Ryan was amazed that her story caused anger – she liked the guy! She also wanted to go home early. But it revealed something larger: a deliberate absolutism around sex, a sense that the consequence of the #MeToo movement was demonstrative chastity. “I’ve always found this notable, in debates about sex, consent and abuse, the people who fail to grasp the subtlety of it. Therefore if this is abuse, why isn’t that abuse?” She references the equating of certain statements to lyrics in popular music. “Some individuals said: ‘Well, how’s that dissimilar?’ I thought: ‘How is it comparable?’”

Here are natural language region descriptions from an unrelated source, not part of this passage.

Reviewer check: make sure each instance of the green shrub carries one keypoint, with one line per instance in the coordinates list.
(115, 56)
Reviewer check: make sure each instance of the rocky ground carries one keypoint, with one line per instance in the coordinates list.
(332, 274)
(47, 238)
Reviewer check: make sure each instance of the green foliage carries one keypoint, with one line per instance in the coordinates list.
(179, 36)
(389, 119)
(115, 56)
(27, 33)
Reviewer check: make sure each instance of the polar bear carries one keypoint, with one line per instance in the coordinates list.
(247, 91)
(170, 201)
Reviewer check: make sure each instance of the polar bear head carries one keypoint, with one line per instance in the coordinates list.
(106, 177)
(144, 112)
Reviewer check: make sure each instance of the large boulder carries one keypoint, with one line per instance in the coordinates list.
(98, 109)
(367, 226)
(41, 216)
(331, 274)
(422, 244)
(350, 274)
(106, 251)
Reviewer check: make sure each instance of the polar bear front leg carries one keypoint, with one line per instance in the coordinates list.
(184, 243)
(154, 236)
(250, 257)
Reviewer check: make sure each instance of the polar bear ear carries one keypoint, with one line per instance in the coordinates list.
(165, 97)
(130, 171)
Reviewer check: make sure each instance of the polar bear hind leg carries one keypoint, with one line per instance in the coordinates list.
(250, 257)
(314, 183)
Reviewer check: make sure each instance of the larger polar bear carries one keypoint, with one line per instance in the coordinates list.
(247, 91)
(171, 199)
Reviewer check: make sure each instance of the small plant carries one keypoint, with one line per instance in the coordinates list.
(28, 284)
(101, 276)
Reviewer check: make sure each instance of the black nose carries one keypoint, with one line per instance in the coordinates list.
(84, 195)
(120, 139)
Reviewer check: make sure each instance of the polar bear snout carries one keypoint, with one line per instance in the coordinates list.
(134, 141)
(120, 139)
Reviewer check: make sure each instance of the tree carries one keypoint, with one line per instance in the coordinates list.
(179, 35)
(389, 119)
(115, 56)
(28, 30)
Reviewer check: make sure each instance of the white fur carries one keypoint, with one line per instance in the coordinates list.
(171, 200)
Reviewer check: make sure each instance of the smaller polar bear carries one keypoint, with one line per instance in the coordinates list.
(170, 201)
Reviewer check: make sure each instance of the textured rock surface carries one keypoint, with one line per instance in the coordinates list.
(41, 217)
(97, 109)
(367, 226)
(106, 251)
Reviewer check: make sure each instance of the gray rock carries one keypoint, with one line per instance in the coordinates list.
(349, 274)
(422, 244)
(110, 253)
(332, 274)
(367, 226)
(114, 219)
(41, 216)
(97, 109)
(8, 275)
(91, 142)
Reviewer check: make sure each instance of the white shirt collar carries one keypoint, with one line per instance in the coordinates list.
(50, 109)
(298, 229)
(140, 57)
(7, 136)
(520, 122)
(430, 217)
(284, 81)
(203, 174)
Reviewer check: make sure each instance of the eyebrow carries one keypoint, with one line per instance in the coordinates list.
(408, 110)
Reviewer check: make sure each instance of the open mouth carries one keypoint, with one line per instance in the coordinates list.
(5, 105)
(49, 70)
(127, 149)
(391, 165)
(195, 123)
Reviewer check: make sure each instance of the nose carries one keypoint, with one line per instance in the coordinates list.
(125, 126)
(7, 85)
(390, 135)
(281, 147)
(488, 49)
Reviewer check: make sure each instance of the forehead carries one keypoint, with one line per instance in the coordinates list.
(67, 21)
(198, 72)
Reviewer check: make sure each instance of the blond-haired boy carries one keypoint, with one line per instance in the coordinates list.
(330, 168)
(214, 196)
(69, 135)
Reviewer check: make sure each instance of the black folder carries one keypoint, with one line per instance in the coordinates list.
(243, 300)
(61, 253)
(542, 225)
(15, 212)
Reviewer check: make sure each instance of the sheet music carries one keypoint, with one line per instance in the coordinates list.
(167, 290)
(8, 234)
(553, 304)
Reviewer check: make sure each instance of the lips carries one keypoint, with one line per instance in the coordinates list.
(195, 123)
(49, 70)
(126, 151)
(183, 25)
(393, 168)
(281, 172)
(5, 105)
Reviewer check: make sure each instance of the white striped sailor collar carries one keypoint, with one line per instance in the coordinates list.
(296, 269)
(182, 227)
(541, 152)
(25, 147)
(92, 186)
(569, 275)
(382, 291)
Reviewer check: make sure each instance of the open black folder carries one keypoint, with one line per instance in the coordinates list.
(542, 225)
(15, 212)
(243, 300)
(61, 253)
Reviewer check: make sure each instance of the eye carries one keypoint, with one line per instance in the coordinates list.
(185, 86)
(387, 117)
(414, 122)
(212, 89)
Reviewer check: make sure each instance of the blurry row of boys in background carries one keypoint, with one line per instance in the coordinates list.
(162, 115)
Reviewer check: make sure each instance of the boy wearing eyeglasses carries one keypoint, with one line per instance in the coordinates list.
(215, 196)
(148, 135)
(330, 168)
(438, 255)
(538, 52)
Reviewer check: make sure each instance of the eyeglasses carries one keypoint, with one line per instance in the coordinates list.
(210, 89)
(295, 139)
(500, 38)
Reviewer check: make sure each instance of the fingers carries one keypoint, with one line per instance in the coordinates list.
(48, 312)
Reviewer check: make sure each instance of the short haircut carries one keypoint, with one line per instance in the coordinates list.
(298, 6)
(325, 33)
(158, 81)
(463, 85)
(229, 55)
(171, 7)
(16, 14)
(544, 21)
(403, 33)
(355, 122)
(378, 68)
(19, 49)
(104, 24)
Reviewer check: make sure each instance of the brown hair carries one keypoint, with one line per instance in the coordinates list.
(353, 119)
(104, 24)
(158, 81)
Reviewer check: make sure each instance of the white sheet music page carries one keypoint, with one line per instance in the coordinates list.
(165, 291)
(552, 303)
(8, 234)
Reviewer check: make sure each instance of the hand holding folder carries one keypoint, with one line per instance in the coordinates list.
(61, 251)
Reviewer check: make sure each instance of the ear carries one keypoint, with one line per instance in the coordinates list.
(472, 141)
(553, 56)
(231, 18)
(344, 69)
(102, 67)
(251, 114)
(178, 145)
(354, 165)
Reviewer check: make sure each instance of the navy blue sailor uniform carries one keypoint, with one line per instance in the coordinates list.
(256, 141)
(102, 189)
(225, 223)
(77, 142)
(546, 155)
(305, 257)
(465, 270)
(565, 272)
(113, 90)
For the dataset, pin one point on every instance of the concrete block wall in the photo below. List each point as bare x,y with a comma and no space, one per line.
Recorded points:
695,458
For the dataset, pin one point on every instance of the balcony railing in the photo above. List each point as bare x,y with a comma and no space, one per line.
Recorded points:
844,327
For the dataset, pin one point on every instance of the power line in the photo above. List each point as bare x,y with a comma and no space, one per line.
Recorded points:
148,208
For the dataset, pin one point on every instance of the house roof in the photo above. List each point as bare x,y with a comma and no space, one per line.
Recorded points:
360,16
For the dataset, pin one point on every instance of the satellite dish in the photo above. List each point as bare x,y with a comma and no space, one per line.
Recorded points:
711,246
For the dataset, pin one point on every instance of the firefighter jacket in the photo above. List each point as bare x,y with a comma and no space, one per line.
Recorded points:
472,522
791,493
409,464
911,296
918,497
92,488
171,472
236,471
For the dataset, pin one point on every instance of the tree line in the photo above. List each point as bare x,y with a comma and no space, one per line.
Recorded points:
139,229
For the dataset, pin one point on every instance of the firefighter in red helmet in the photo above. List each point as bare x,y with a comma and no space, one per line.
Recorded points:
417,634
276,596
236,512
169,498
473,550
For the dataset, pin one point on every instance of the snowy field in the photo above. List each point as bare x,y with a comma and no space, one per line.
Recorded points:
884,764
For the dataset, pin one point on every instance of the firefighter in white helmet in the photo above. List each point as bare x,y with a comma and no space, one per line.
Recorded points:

She would not have come to London in 2008 had it not been for her then boyfriend. “Everyone said: ‘Don’t go to London, they have rats there.’ And I hated it, because I was suddenly poor.”

‘I felt confident I had material’

She got a job in sales, was told she had a chronic illness, which can sometimes make it difficult to get pregnant, and at 23, made the decision to try to have a baby. “When you’re first told you have something – I was quite ill at the time – you go to the worst-case scenario. My rationale with my boyfriend was, we’ve had so many problems, if we haven't separated by now, we never will. Now I see how long life is, and how many things can change. But at 23, I was unaware.” She was able to get pregnant and had Violet.

The next bit sounds as white-knuckle as a tense comedy film. While on maternity leave, she would look after Violet in the day and try to break into comedy in the evening, carrying her daughter with her. She knew from her sales job that she had no problem persuading others, and she had confidence in her fast thinking from her time at Hooters; more than that, she says bluntly, “I felt sure I had comedy.” The whole industry was riddled with discrimination – she won a notable comedy award in 2008, just over a year after she’d started performing, a prize that was established in the context of a turgid debate about whether women could be funny

James Gutierrez
James Gutierrez

A passionate retro gamer and collector with over a decade of experience in preserving and sharing arcade history.